Вот ужасные моменты, которые случаются с галантным мужчиной; они суть самое жестокое, что может случиться. Они оскорбляют, они удручают, они убивают. Моим первым ощущением было возмущение и унижение, я почувствовал презрение к себе, презрение мрачное, на грани отвращения. Вторым ощущением было гордое негодование по отношению к монахине, о которой у меня сложилось представление, которое она, казалось, заслужила: безрассудная, несчастная, порочная. Я утешал себя, вообразив ее такой. Она могла так поступить со мной, только будучи самой бесстыдной из женщин, полностью лишенной здравого смысла, Поскольку двух ее писем, что у меня имелись, было достаточно, чтобы ее обесчестить, если бы я захотел отомстить, а то, что она сделала, взывало о мести. Она не могла не бояться этого, если не лишилась ума, ее демарш был поступком, продиктованным яростью. Я должен был бы счесть ее обезумевшей, если бы не имел перед тем беседы с графиней.
В смятении, в котором мешались в моей душе, «прикованной к земле» [2] , стыд и гнев, я приободрился однако, отметив светлые моменты. Я ясно увидел, посмеявшись над самим собой, что если бы красота и обиход этой монашки меня не ослепили и не заставили в нее влюбиться, и если бы предубеждение не смутило мой разум, все происшедшее имело бы малое значение. Я видел, что мог бы воспринять все это достойным осмеяния; казалось бы, так все и было.
Чувствуя, несмотря на это, себя оскорбленным, я видел, что должен отомстить, но моя месть не должна содержать в себе ничего низкого, и, чтобы не доставлять несчастной шутнице повода для триумфа, я не должен показывать себя задетым. Она велела сказать мне, что занята — ну что ж. Я должен остаться безразличным. В другой раз она так не поступит, но я брошу ей вызов и не попадусь в ловушку. Мне казалось, что необходимо ее убедить, что своим поведением она лишь вызывает у меня смех. Я должен, без слов, отправить ей оригиналы ее писем, с моей припиской, короткой и доброй. Что мне очень не нравилось, это что я вынужден полностью прекратить ходить на мессу в ее церковь, потому что, не зная, что хожу я туда ради К. К., она может вообразить себе, что я таким образом надеюсь получить от нее извинения и новые свидания, чего я хотел бы избежать.

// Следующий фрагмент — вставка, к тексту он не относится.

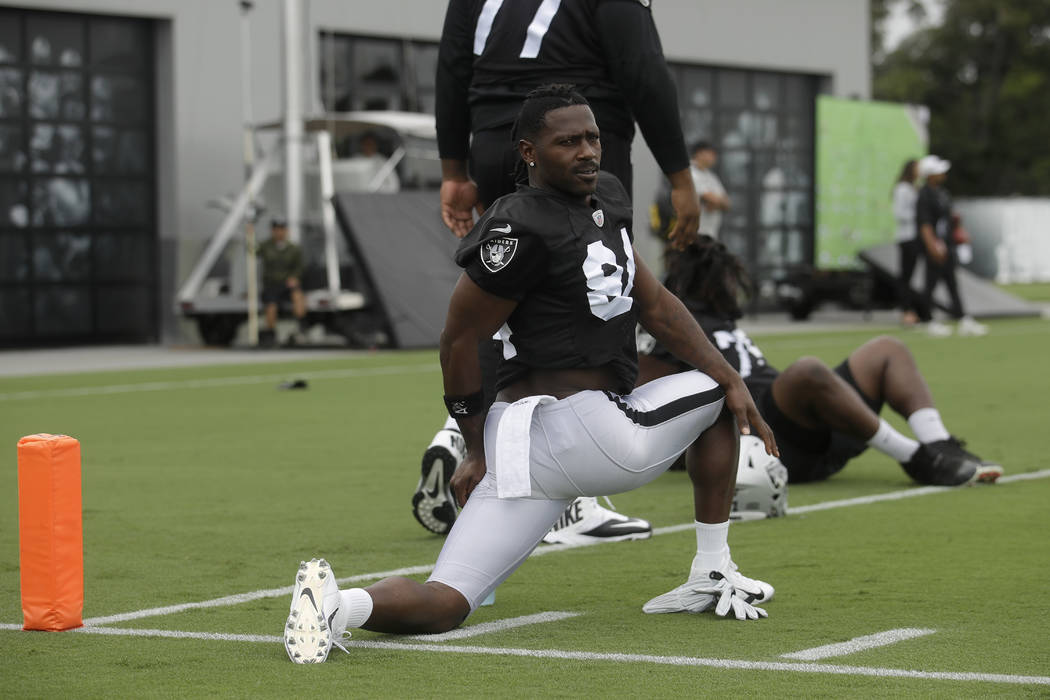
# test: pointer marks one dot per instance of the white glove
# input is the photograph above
(730, 600)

Я хотел, чтобы она уверилась в том, что я ее презираю. Какое-то время я решил, что эти свидания были придуманы, лишь чтобы меня обмануть.
2
Гораций, Сатиры II, 2, 79.
Я заснул ближе к полночи, вынашивая в голове этот проект, и утром, проснувшись, нашел его созревшим. Я написал письмо, и, написав, отложил его на сутки, перечитывая и обдумывая, не сочтет ли она его лишь отражением любовной досады, терзающей меня.
Я хорошо сделал, потому что назавтра, перечитав, я счел его жалким. Я быстро порвал его. В нем были фразы, которые звучали слабыми, жалкими, влюбленными, и которые, соответственно, могли вызвать смех. Были также другие, в которых чувствовался гнев и досада оттого, что я утратил надежду овладеть ею.
На другой день я написал ей другое письмо, написав перед тем К. К., что важные обстоятельства вынуждают меня прекратить посещать мессу в ее церкви. Но на следующий день я снова счел свое письмо смешным и порвал его. Я не знал, что мне написать, и так прошло десять дней с момента получения обиды. Я удерживался от всяких действий.
Sincerum est nisi vas, quodcumque in fundis acescit. [3]
М. М. произвела на меня такое впечатление, что загладить его могла лишь самая сильная и самая великая из всех абстрактных сущностей — время.
3
«Если ваза нечиста, все, что в нее попадает, загрязнится» — Гораций, Эпистолы, I, 2, 54.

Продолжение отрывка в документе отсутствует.